As cold and verboten as government buildings typically feel, it’s easy to forget that they belong to us, The People — paid for with taxpayer money, and don’t you forget it.
Too often these edifices are lifeless, soul-squashing, Orwellian; but it doesn’t have to be that way.
Here in Eugene, U.S. District Judge Ann Aiken, with a board of art advocates, is trying to shift that perspective by transforming the blank walls of the Wayne L. Morse U.S. Courthouse into a home for art exhibits.
The courthouse hosted its first exhibit this past autumn — Art of Survival: Enduring the Turmoil of Tule Lake, a haunting show about a Japanese internment camp just south of the Oregon border.
Since then, Aiken and the committee have been collaborating with the federal government to make the courthouse gallery a permanent staple, complete with a cable rail system on the walls to mount work.
The inaugural exhibit with the new system in place — All of Oregon — opens Monday Aug. 15, featuring the work of Oregon painters Jon Jay Cruson and Lynn Isen Peterson, mixed-media artist Mike Pease, photographers Deigh Bates, Michael Thompson and James Earl and portraitist Lynda Lanker (who is also on the board).
“There’s just acres of white walls in most of these buildings,” says Kirsten Shende, an art consultant of 25 years who is volunteering her time to curate and hang the courthouse shows.
Buildings like the Wayne L. Morse Courthouse are begging to display art, she says, with free wall space and a built-in security system. The courthouse even looks like an art museum with its award-winning modern steel-and-glass design reminiscent of a modern Frank Gehry creation, like the Weisman Art Museum in Minneapolis.
There’s a lot of red tape to cut through, however, if you want to make a change to a federal building, Shende says. And when you do, you go through the GSA, or the General Services Administration — the government body that manages federal properties. (In fact, it was the GSA that hosted a design competition for the Eugene courthouse in 1999.)
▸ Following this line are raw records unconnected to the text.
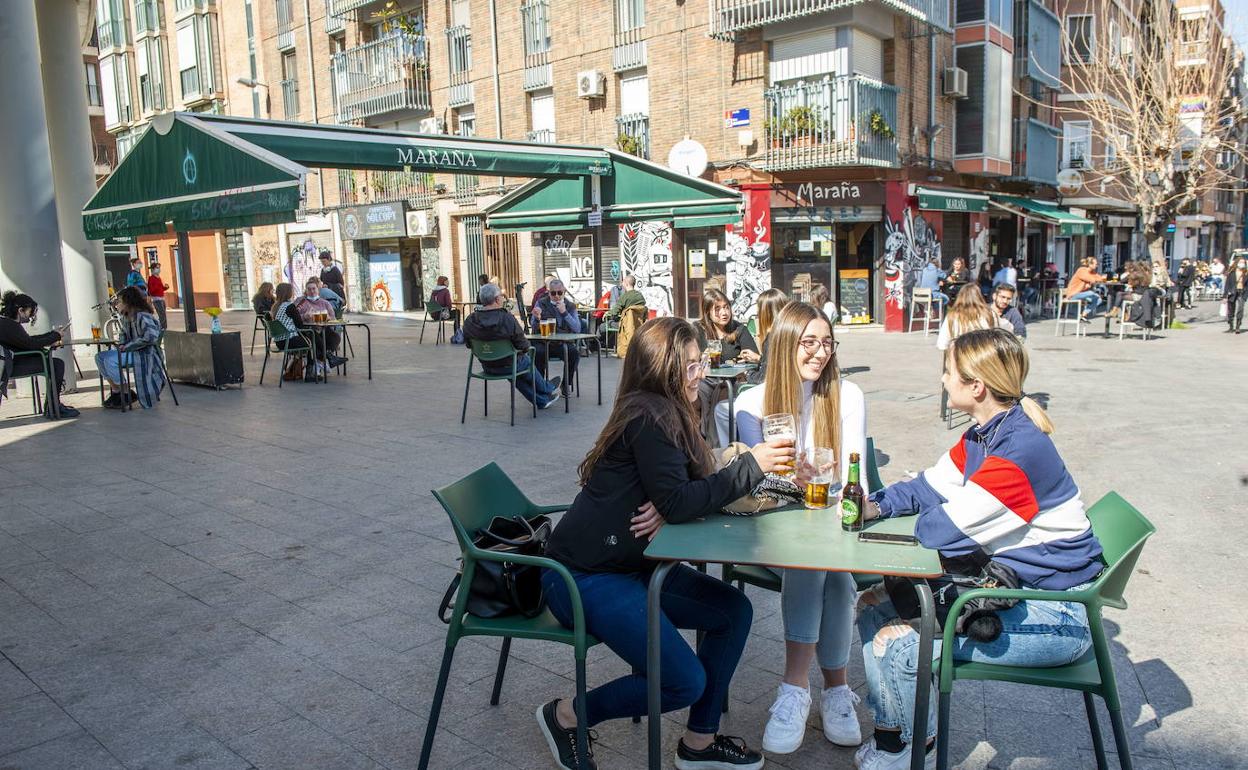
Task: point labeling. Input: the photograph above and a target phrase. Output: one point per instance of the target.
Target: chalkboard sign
(855, 293)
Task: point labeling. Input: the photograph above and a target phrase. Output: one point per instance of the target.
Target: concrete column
(30, 247)
(69, 131)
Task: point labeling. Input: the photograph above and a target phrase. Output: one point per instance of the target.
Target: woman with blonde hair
(1001, 497)
(818, 607)
(967, 312)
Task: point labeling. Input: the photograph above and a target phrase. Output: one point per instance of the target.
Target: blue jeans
(531, 387)
(818, 608)
(1091, 298)
(1033, 634)
(614, 605)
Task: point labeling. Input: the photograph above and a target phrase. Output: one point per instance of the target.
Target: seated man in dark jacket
(493, 322)
(16, 311)
(557, 305)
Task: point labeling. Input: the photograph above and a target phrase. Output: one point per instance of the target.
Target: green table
(570, 338)
(728, 375)
(790, 538)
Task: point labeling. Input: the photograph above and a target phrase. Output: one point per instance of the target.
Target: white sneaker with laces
(788, 723)
(869, 758)
(840, 721)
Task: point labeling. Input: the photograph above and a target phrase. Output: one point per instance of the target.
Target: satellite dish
(688, 156)
(1070, 181)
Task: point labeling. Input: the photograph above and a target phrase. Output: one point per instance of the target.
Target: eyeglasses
(697, 367)
(810, 345)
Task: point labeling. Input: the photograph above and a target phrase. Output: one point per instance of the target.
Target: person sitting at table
(559, 307)
(1002, 305)
(1006, 275)
(307, 307)
(650, 467)
(331, 275)
(265, 300)
(967, 312)
(934, 277)
(441, 295)
(736, 345)
(492, 321)
(1001, 493)
(140, 335)
(818, 607)
(16, 311)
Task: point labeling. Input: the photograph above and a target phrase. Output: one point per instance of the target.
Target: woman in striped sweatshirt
(1002, 492)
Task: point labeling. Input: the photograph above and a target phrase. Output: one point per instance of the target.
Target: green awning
(950, 200)
(211, 181)
(637, 191)
(1067, 222)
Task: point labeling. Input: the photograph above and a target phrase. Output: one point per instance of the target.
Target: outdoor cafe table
(728, 375)
(318, 327)
(106, 342)
(789, 538)
(569, 338)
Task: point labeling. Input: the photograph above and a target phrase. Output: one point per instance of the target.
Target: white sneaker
(840, 721)
(869, 758)
(788, 723)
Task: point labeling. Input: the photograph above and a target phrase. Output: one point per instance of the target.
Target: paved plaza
(251, 579)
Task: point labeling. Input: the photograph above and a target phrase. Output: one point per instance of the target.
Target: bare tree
(1162, 89)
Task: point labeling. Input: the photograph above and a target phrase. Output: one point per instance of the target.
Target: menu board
(855, 292)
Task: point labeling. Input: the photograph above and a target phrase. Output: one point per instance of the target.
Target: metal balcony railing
(730, 16)
(839, 121)
(387, 75)
(291, 99)
(112, 34)
(633, 135)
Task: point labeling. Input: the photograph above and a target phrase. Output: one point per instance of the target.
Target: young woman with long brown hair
(818, 607)
(650, 466)
(1002, 493)
(967, 312)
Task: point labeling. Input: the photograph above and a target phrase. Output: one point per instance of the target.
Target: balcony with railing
(112, 34)
(731, 16)
(839, 121)
(633, 135)
(387, 75)
(291, 99)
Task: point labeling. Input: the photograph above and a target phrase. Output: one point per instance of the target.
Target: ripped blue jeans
(1033, 634)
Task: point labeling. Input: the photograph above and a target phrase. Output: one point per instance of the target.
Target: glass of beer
(780, 427)
(823, 473)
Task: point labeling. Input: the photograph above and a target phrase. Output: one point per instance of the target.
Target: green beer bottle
(853, 498)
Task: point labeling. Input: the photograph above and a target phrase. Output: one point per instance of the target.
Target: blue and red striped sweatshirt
(1005, 489)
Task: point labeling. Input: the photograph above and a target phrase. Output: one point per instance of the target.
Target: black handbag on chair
(504, 588)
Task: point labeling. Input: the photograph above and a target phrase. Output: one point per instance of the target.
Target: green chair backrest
(477, 498)
(492, 350)
(1122, 532)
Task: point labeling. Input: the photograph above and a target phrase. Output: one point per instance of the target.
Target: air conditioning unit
(590, 84)
(955, 82)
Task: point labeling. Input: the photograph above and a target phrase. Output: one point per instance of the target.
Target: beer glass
(784, 427)
(823, 472)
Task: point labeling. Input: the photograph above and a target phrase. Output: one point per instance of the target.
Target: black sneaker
(725, 753)
(563, 743)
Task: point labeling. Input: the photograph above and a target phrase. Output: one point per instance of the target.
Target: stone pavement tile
(30, 720)
(297, 743)
(73, 751)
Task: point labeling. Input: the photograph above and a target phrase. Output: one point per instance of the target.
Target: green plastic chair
(472, 503)
(1122, 532)
(295, 345)
(494, 350)
(433, 315)
(769, 579)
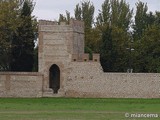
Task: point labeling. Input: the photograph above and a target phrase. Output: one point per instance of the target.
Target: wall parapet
(22, 73)
(85, 57)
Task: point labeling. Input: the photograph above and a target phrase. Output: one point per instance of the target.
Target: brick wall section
(86, 79)
(14, 84)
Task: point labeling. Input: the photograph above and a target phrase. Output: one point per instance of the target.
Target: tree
(85, 12)
(140, 20)
(65, 18)
(23, 41)
(114, 21)
(9, 21)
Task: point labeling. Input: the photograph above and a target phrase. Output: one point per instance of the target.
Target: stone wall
(86, 79)
(18, 84)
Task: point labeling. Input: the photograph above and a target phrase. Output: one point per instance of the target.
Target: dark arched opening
(54, 78)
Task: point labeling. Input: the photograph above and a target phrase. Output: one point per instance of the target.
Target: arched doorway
(54, 78)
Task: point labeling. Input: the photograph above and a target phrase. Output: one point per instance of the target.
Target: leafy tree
(23, 41)
(85, 12)
(9, 21)
(114, 21)
(65, 18)
(140, 19)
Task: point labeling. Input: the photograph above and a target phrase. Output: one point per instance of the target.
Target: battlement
(53, 26)
(85, 58)
(47, 22)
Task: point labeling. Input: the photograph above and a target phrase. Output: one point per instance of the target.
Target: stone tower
(59, 45)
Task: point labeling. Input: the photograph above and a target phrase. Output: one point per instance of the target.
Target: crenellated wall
(86, 79)
(62, 59)
(18, 84)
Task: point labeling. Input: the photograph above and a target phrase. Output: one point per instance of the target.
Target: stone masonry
(66, 71)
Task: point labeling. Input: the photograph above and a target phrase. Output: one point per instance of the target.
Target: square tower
(57, 45)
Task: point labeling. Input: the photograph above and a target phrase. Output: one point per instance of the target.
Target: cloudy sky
(50, 9)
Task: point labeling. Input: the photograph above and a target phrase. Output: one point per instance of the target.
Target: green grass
(76, 108)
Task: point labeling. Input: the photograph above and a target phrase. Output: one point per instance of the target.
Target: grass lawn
(76, 109)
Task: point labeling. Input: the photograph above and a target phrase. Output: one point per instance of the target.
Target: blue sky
(50, 9)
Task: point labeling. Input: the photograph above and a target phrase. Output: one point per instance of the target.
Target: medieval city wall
(21, 84)
(87, 79)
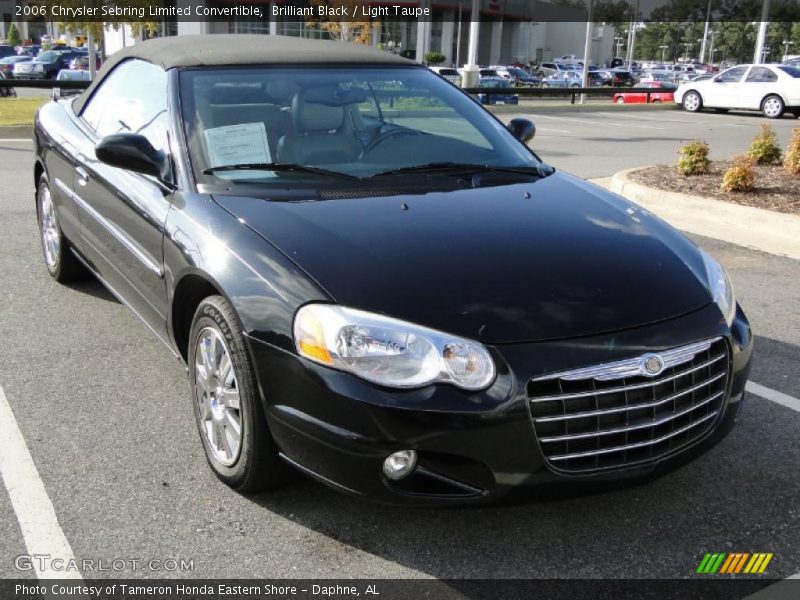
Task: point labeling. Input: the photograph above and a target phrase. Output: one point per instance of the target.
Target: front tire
(692, 102)
(227, 407)
(772, 107)
(62, 265)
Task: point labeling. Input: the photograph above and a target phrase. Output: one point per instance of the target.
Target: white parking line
(37, 519)
(773, 395)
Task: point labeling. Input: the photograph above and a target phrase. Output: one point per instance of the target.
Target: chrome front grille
(621, 414)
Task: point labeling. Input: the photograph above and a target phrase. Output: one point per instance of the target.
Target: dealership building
(509, 31)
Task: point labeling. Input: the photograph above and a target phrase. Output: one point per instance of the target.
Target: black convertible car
(374, 280)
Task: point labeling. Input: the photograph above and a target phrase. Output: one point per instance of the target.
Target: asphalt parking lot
(105, 413)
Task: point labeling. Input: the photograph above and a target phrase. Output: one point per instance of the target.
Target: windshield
(358, 122)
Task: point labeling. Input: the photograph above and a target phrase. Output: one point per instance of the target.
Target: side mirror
(522, 129)
(133, 152)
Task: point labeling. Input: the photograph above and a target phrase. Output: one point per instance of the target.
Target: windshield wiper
(539, 170)
(278, 167)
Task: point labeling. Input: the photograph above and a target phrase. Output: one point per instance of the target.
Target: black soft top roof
(242, 49)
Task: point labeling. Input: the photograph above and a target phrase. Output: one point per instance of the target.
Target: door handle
(81, 176)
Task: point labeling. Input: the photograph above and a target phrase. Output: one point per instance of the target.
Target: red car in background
(664, 93)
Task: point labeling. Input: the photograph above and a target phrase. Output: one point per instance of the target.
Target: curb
(757, 228)
(562, 106)
(16, 131)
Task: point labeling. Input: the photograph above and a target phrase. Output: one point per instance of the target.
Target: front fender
(264, 286)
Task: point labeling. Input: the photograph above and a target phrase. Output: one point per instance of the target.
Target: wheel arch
(38, 170)
(189, 292)
(778, 94)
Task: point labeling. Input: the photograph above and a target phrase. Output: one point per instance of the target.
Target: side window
(133, 98)
(761, 75)
(732, 75)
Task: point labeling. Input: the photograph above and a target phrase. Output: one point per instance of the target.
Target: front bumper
(473, 447)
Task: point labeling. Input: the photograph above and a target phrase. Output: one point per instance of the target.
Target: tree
(434, 58)
(12, 37)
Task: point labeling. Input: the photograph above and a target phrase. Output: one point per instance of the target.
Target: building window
(244, 25)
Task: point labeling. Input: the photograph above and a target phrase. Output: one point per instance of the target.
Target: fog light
(398, 465)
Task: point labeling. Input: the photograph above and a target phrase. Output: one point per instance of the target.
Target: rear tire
(692, 102)
(227, 405)
(61, 263)
(772, 107)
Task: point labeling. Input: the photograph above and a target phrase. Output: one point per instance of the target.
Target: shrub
(764, 148)
(741, 176)
(434, 58)
(693, 158)
(791, 162)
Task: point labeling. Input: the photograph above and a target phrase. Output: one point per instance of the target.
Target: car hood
(553, 258)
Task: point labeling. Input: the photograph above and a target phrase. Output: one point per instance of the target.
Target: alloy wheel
(48, 225)
(773, 107)
(691, 102)
(217, 396)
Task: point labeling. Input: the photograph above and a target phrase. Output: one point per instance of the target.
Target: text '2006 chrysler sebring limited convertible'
(372, 279)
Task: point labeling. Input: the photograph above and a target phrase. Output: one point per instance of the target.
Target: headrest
(335, 96)
(310, 116)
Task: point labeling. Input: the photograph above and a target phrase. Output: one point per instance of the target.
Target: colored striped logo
(734, 562)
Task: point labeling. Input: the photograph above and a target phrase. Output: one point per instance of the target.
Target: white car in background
(771, 89)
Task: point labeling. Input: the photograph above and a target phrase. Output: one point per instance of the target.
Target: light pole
(762, 33)
(705, 34)
(711, 50)
(587, 48)
(618, 45)
(632, 38)
(786, 44)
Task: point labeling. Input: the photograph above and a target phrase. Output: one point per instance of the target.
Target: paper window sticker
(245, 143)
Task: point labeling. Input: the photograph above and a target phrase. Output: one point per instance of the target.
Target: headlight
(388, 351)
(720, 287)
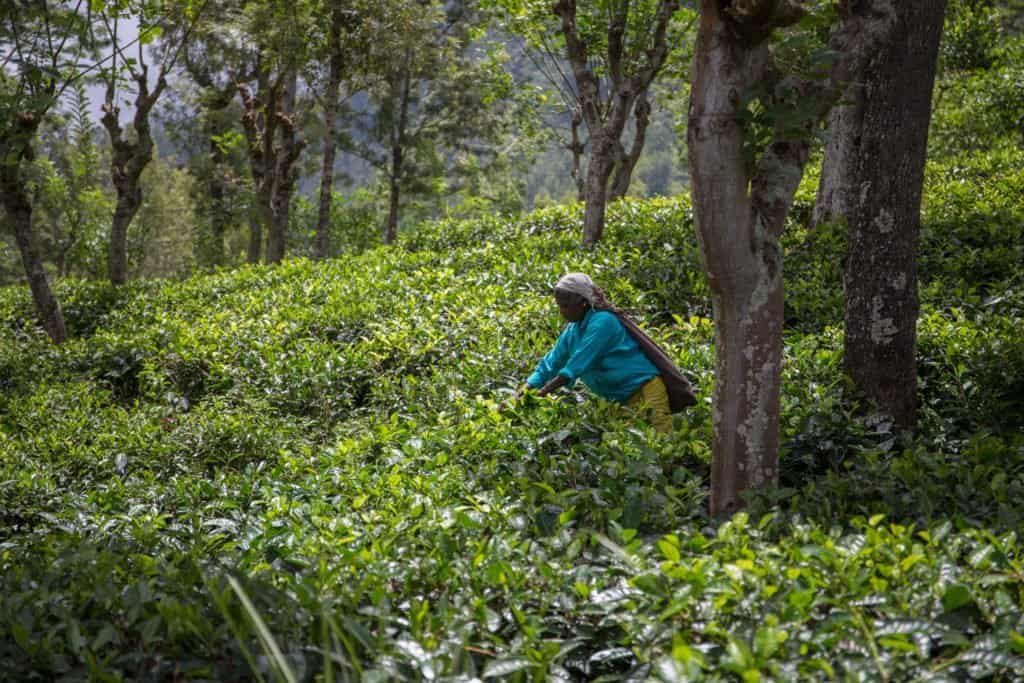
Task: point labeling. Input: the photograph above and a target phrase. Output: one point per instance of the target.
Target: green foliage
(971, 36)
(300, 471)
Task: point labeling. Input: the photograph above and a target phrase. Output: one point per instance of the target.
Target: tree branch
(577, 51)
“It took a long time for the government to get on board,” Shende says, but now the system developed may become a blueprint for courthouses nationwide.
As for the exhibit, the committee chose six artists who have unique interpretations of life in Oregon. “The whole world knows we have waterfalls,” Shende says. “We wanted to show other parts of Oregon.”
After the closing of the Jacobs Gallery in January, Shende says the all-volunteer board wanted to provide an outlet for local and regional artists. “We’re really excited about where this is headed,” she says.
“The possibilities are huge,” adds Lanker, who will be showing cowgirl portraits from her Tough by Nature exhibit.
The board invites artists, and the public, to submit ideas for future exhibits (contact Shende at firstname.lastname@example.org).
“It’s not an elitist, private board,” Shende says. “This building belongs to the people of Oregon.”
All of Oregon runs through November, with an opening reception TBA, at the Wayne L. Morse Courthouse, 405 E. 8th Ave. Please note that to attend an exhibit, one must bring a photo ID and go through a metal detector. Cameras are not allowed. In fact, courthouse security says, “The less you bring in the better.”